To the cutting-edge “inclusive” zealots of SOGI and such, humbling words from the great Oscar Wilde: “Nothing is so dangerous as being too modern. One is apt to grow old-fashioned quite suddenly.”

• • •

Theatre West Van keeps a steady financial course by staging mainly sure-fire classics, and in a better world with a less-crowded schedule the undersigned would have happily attended a performance, followed by a judicious brief review, when Dial M for Murder opened last month at the Kay Meek. Go see for yourself, tonight, tomorrow night, or Nov. 8-11, or better still all of them.

• • •

Stealing over the border in disguise into North Vancouver, I delighted in Centennial Theatre’s innovative play/pie/pint matinee performance by The Beauty Shop Dolls: Amanda Williamson, Nadia von Hahn and Sara Walters – who would have been called “three lovely songstresses … easy on the eyes” in the bad old days of the heterosexual male patriarchy, which is the era of their 1920s-’60s repertoire.

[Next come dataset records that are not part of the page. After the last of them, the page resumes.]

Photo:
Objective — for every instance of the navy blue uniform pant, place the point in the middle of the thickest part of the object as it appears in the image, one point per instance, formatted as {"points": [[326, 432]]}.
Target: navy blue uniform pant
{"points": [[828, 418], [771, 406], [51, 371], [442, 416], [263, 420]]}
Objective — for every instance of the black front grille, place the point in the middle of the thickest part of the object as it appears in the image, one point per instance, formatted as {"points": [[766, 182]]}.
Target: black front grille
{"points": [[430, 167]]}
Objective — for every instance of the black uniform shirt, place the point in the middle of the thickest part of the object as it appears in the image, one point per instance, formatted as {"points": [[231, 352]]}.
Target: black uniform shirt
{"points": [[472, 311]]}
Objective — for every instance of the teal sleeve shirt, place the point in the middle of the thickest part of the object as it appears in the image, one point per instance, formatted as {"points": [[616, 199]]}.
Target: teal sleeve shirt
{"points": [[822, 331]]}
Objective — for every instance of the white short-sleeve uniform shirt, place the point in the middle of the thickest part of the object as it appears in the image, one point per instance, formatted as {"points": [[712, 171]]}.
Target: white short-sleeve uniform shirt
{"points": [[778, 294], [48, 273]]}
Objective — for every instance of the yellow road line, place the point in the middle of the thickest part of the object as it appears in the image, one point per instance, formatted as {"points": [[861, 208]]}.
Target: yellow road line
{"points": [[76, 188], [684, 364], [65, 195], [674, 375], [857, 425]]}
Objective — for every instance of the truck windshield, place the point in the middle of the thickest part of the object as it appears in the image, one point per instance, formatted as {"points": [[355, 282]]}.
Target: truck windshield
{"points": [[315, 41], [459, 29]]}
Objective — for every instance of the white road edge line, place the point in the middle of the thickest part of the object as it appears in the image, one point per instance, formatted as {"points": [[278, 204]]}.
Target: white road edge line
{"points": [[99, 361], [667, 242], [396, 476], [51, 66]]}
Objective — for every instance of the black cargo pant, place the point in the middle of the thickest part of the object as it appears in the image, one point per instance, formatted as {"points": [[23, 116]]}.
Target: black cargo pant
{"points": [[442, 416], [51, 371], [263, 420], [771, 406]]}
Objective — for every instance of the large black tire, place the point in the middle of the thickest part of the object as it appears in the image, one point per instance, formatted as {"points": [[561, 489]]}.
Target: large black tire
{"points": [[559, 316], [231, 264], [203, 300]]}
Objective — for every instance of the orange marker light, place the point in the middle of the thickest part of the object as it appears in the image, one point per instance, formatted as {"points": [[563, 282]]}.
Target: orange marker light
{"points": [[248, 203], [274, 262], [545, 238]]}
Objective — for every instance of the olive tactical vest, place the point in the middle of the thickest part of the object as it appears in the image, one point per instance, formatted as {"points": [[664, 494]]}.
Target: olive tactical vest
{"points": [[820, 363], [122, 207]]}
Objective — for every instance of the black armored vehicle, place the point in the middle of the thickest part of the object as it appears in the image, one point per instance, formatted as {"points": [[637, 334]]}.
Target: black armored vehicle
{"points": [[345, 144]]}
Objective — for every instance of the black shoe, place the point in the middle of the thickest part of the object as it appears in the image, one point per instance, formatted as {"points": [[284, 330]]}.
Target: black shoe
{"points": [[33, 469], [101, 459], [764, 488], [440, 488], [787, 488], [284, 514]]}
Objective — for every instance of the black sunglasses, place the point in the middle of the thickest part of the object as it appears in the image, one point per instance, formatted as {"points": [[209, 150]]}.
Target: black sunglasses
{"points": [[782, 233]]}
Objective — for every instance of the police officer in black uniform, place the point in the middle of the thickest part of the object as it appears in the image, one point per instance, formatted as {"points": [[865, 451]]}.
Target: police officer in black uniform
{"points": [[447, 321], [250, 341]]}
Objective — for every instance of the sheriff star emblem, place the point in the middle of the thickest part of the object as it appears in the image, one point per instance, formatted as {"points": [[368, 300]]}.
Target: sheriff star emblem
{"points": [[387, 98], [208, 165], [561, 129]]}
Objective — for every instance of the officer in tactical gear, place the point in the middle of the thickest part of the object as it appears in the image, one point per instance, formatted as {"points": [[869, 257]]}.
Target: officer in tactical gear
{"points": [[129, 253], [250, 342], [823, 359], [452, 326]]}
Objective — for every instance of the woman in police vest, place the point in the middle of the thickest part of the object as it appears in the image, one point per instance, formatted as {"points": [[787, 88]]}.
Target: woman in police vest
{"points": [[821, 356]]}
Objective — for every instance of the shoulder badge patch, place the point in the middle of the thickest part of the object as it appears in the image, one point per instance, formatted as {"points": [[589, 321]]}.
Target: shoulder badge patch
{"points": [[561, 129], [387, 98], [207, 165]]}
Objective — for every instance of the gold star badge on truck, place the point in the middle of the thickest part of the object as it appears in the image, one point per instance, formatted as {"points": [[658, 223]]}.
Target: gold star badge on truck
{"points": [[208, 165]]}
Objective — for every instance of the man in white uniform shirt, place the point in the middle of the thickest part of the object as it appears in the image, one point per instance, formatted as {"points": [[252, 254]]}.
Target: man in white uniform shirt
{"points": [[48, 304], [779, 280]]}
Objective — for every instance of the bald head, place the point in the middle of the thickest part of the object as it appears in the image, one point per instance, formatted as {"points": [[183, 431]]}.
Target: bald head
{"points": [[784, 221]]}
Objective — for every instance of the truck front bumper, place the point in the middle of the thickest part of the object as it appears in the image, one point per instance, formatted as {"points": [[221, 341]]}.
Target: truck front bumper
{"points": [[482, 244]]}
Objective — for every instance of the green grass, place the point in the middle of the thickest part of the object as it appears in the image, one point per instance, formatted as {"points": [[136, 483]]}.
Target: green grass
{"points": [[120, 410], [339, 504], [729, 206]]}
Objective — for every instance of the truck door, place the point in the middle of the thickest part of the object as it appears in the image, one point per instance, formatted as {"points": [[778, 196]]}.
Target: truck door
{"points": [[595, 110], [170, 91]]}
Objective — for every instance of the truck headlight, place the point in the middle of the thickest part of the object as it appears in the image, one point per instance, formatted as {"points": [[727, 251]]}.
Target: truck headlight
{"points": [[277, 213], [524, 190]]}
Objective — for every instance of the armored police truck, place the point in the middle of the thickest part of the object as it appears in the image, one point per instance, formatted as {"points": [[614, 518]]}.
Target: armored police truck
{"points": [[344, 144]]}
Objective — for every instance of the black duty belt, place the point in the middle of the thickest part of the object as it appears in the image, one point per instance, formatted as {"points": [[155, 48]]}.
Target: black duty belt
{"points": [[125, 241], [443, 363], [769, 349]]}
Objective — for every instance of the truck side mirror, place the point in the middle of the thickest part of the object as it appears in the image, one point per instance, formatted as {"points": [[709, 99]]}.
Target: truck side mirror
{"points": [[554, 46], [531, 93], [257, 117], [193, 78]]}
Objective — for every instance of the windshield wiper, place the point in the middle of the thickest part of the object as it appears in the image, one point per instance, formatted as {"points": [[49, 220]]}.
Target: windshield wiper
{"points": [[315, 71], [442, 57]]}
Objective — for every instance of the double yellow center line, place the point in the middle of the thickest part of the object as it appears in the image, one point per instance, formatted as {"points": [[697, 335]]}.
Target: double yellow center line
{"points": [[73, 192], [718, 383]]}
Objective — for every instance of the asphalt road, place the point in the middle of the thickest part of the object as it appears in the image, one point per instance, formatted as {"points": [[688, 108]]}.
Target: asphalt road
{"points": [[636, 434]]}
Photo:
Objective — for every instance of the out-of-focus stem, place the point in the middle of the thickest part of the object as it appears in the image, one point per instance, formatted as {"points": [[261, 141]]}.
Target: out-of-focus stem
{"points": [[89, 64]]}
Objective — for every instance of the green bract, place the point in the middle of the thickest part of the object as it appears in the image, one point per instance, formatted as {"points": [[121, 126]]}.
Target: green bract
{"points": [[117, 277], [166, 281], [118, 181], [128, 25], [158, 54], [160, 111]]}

Tears came to the eyes for life and loves past, for wartime melodies and the hardships of rationing – yes, war was hell in Canada, think of us on Remembrance Day, like me helping beat Hitler by selling my mother’s fudge up and down the streets to buy war stamps – but were staunched by the engaging performances followed by the pie and the pint. What a very good idea, and good chow after the noon-hour program.

• • •

Since it was a private talk, I’m not at liberty to identify the man who gave me this wonderful closer.

Except to say he is a prominent Vancouver architect and builder of some outstanding West Vancouver small, intimate developments.

Keep that in mind, in light of this area’s bloated property costs.

I asked after his health. “Me? I’m reasonably fine, although I do have an appointment next Monday at Mountain View Cemetery to pick out my plot, just in case … (I turned 70 last week).

“I might add, at $22,500 for a two-foot-by-six-foot plot, the cost per square foot is about double what I am charging for my new homes!”